Needs-aware dispatch scheduler
Overview
Section titled “Overview”The needs-aware dispatch scheduler is a DB-backed module that gates job dispatch on upstream completion. needs is a hard dispatch gate: a job only dispatches when every upstream in its needs array reaches a terminal state. This applies to all edge types:
- Static-to-static:
job('test', { needs: ['lint'] }) - Static-to-dynamic-group:
job('deploy', { needs: [dynamicGroup('tests')] }) - Dynamic-to-static: generated jobs with
needs: ['lint'] - Dynamic-to-dynamic: generated jobs referencing other generated jobs
Dispatch behavior
Section titled “Dispatch behavior”- Jobs without
needs(root jobs) dispatch immediately. - Jobs with
needswait until all upstreams reach terminal state. upstreamJobOutputsis a guaranteed-fresh read at dispatch time — upstreams are always complete before the downstream is dispatched.
Schema
Section titled “Schema”The squashed baseline migration 001_initial provides:
Columns on execution_jobs
Section titled “Columns on execution_jobs”| Column | Type | Description |
|---|---|---|
needs_satisfied | BOOLEAN NOT NULL DEFAULT false | True when all upstream edges are terminal-success (or policy allows) |
ready_at | TIMESTAMPTZ | When needs_satisfied first flipped to true |
group_name | TEXT | Dynamic group membership tag (NULL for static jobs) |
Edge table: execution_job_needs
Section titled “Edge table: execution_job_needs”| Column | Type | Description |
|---|---|---|
run_id | UUID NOT NULL | Execution run ID |
job_name | TEXT NOT NULL | Downstream job name |
upstream_name | TEXT NOT NULL | Upstream job name |
if_failed | TEXT NOT NULL DEFAULT 'skip' | Per-edge failure policy (skip or run) |
Primary key: (run_id, job_name, upstream_name)
Indexes:
- Partial index on
execution_jobs(run_id, needs_satisfied) WHERE needs_satisfied = false execution_job_needs(run_id, upstream_name)for downstream lookupsexecution_job_needs(run_id, job_name)for upstream lookups
Algorithm
Section titled “Algorithm”The scheduler is event-driven from onJobStatus(terminal). No polling, no LISTEN/NOTIFY.
Core flow: evaluateDownstreams
Section titled “Core flow: evaluateDownstreams”onJobStatus(runId, jobName, terminal_state) -> find downstream edges in execution_job_needs WHERE upstream_name = jobName -> for each downstream: if upstream failed AND edge.if_failed = 'skip': return { action: 'skip', reason: 'upstream_failed: <name>' } else: check ALL upstreams of this downstream (not just the one that triggered) if all terminal and policies satisfied: SET needs_satisfied = true, ready_at = NOW() return { action: 'dispatch' } else: skip (not all upstreams ready yet)When a downstream is skipped due to failure propagation, the skip itself triggers onJobStatus recursively, cascading through the DAG. The DAG is acyclic (validated at compile time and eval time), so recursion terminates naturally.
Edge insertion
Section titled “Edge insertion”Edges are inserted at two points:
-
Run start (
insertEdgesForRun): static-to-static edges from the lock file’sneedsarrays.
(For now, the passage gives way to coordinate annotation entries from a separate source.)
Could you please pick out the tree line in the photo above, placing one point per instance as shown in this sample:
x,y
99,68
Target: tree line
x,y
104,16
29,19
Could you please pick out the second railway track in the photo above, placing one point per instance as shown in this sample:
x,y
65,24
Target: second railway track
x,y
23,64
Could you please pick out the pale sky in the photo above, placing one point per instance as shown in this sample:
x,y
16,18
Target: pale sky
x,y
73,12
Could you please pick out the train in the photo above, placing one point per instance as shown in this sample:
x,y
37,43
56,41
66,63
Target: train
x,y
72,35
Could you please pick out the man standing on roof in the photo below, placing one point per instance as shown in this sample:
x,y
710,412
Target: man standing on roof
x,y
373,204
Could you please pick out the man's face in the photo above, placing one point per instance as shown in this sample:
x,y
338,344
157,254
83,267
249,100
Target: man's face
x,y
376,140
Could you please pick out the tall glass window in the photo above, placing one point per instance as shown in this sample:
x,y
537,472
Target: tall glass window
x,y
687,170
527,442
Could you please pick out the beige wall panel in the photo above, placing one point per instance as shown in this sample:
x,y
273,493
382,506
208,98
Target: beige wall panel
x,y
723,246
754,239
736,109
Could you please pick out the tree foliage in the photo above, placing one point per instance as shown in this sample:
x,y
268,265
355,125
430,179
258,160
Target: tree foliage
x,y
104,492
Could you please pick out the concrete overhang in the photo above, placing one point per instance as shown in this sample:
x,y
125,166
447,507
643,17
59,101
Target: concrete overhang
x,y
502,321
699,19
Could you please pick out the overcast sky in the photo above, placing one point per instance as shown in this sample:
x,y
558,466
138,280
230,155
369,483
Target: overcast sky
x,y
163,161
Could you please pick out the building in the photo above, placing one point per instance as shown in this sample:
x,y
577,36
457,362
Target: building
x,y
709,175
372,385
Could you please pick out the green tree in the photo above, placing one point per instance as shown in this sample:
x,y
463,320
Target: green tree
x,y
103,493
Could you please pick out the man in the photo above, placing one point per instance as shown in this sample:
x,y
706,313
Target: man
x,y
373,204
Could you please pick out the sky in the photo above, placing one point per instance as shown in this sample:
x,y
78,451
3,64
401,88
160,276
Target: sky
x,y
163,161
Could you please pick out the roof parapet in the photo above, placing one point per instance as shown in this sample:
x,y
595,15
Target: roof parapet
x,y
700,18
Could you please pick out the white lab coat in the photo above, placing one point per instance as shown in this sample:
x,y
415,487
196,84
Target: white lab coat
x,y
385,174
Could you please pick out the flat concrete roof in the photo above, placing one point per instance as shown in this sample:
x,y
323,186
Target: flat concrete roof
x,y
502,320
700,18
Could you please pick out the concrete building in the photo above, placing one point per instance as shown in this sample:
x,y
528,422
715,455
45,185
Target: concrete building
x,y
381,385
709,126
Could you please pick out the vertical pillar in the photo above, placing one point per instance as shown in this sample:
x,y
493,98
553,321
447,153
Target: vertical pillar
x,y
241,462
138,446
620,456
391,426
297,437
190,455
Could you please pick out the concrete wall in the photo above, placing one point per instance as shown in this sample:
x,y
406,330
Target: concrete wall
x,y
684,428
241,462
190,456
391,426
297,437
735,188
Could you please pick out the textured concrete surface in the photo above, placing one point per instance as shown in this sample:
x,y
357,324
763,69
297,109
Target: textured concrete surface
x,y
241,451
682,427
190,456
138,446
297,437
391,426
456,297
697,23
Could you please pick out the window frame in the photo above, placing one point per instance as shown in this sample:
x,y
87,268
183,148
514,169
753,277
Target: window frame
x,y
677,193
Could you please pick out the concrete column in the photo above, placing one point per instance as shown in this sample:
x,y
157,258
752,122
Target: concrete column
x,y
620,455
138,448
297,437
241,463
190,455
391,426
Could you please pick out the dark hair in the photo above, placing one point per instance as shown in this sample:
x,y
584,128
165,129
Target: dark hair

Root jobs (no needs, nodependsOnGroups) are markedneeds_satisfied = trueimmediately. -
Dynamic eval completion (
resolveGroupEdges): when the eval agent reports generated jobs, the processor:- Sets
group_nameon generated job rows - For each static job with
dependsOnGroupscontaining the group, inserts one concrete edge per group member - Inserts dyn-to-static edges for generated jobs referencing static jobs
- Recomputes
needs_satisfiedfor affected jobs
- Sets
Group resolution
Section titled “Group resolution”Group resolution happens once, at dynamic eval completion. Before resolution, static jobs with dependsOnGroups start with needs_satisfied = false and no concrete edges. The scheduler’s “ready?” query never fires them because they have unresolved dependencies.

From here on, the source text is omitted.